Twilio Changelog | May. 06, 2026
New Public Beta: V3 Batch Transcription Configuration API
What is Batch Transcription Configuration?
The Batch Transcription Configuration API enables you to transcribe completed call recordings with configurable speech-to-text engines, models, and language settings. Create reusable transcription configurations, then submit any recording for transcription — results are delivered via webhook with sentence-level detail including speaker separation, timestamps, and confidence scores.
API Endpoints
New Configuration API
Create, manage, and reuse transcription configurations.
Method | Endpoint | Description |
POST | /v2/Configurations/Transcription | Create a transcription configuration |
GET | /v2/Configurations/Transcription | List all configurations |
GET | /v2/Configurations/Transcription/{id} | Get a specific configuration |
PUT | /v2/Configurations/Transcription/{id} | Update a configuration |
DELETE | /v2/Configurations/Transcription/{id} | Delete a configuration |
New Transcription API (V3)
Submit recordings for transcription and check status.
Method | Endpoint | Description |
POST | /v3/Transcriptions | Submit a recording for transcription (returns 202) |
GET | /v3/Transcriptions/{id} | Check transcription status |
GET | /v3/Transcriptions | List transcriptions - to be released, fast follow. |
DELETE | /v3/Transcriptions/{id} | Delete a transcription - to be released, fast follow. |
Configuration Object
Each configuration specifies how a recording should be transcribed:
transcriptionEngine — Speech-to-text provider (deepgram, google, or twilio_managed)

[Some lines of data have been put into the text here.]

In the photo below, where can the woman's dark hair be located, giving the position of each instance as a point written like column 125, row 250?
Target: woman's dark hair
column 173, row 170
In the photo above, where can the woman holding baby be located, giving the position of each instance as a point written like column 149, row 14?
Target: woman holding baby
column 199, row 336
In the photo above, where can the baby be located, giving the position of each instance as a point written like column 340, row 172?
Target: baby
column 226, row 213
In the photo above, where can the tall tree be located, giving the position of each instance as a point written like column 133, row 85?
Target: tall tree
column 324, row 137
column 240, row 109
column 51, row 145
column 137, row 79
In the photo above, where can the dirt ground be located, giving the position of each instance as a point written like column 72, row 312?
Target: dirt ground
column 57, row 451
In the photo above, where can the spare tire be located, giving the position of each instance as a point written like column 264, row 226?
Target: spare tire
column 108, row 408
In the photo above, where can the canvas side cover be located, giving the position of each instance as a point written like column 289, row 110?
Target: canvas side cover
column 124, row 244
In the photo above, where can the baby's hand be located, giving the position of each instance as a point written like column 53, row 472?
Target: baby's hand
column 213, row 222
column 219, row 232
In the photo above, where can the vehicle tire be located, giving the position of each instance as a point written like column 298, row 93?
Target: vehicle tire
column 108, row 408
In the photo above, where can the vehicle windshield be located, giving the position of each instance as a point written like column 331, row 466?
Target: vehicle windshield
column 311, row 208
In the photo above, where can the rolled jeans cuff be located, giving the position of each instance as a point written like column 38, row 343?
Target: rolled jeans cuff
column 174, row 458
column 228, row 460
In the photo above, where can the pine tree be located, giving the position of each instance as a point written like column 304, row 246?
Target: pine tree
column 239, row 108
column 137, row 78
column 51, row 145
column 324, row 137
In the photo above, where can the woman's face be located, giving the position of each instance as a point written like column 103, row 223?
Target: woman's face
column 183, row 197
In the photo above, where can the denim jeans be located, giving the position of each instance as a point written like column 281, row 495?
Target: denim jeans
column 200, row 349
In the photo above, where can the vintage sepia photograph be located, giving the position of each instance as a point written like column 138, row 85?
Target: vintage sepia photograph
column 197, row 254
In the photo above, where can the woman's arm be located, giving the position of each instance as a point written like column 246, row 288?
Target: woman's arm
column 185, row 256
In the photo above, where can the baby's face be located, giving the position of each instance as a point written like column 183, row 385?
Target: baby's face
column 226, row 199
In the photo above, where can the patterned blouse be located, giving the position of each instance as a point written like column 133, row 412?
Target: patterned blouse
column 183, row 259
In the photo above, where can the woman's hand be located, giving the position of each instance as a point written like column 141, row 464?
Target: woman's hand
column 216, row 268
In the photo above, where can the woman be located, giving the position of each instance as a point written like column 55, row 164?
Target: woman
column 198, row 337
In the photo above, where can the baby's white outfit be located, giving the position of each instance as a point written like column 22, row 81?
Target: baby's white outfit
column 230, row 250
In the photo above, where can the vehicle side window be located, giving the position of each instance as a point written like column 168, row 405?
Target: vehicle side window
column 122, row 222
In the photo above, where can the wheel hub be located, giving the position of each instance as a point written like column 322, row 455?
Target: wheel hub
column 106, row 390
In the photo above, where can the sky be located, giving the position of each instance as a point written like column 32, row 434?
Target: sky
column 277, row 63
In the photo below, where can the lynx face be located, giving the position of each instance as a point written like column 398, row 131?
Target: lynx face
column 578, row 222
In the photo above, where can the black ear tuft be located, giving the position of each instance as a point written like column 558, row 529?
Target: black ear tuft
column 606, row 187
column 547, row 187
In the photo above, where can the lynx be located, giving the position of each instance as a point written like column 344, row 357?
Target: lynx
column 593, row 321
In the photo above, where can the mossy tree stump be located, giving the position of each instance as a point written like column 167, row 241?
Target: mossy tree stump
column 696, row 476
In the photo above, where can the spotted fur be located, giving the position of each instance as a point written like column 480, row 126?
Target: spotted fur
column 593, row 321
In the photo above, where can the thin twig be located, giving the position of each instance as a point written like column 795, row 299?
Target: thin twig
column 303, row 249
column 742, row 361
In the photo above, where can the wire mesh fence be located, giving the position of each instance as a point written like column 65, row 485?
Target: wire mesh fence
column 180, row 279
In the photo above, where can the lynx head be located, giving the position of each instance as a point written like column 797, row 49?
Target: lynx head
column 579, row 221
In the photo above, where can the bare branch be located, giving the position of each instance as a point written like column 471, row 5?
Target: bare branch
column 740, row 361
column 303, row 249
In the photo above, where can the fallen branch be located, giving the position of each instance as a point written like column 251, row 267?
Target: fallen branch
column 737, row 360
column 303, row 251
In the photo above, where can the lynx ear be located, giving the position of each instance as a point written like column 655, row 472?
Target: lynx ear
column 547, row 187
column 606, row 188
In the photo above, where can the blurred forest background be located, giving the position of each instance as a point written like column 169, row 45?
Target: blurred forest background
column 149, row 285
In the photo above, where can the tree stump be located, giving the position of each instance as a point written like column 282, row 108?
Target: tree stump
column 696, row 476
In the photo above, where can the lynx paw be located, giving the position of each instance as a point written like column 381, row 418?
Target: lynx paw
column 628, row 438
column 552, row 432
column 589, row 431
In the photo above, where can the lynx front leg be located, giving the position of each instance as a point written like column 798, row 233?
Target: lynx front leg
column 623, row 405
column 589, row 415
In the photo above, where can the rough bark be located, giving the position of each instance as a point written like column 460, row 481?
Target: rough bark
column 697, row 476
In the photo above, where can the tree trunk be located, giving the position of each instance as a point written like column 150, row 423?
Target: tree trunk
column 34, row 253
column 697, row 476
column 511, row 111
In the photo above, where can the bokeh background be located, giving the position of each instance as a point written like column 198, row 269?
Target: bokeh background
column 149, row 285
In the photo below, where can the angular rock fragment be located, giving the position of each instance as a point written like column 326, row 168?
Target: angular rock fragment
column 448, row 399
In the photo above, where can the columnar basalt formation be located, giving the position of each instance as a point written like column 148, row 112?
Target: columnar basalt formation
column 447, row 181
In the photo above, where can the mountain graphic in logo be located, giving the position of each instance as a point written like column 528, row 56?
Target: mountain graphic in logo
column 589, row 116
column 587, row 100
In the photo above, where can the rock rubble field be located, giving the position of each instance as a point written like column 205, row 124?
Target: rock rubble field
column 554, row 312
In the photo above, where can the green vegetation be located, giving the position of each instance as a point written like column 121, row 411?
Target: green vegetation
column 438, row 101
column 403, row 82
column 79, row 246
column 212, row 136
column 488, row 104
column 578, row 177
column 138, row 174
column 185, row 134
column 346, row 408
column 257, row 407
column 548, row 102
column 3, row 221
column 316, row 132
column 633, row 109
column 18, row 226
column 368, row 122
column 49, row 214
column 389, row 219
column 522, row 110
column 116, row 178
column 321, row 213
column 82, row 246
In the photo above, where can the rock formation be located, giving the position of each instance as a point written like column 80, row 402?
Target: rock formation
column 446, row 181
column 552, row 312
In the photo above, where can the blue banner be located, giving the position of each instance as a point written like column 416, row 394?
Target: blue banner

speechModel — Model variant (nova-3, nova-2, chirp_2, or twilio_managed)
language — Language code for transcription (e.g., en-US, es-ES, de-DE)
participantDefaults — Audio channel → participant type mapping for speaker separation
transcriptionStatusCallback — Webhook URL + method for receiving completed transcripts
conversationConfigurationId — Optional link to a conversation configuration
Access & Enablement
Important: If you are a current V2 Conversational Intelligence customer, you must request the V3 account access flag to be enabled on your account. We did this in order to help our current production customers have a clear differentiation between the new V3 Conversation Intelligence and Batch Transcription Configuration.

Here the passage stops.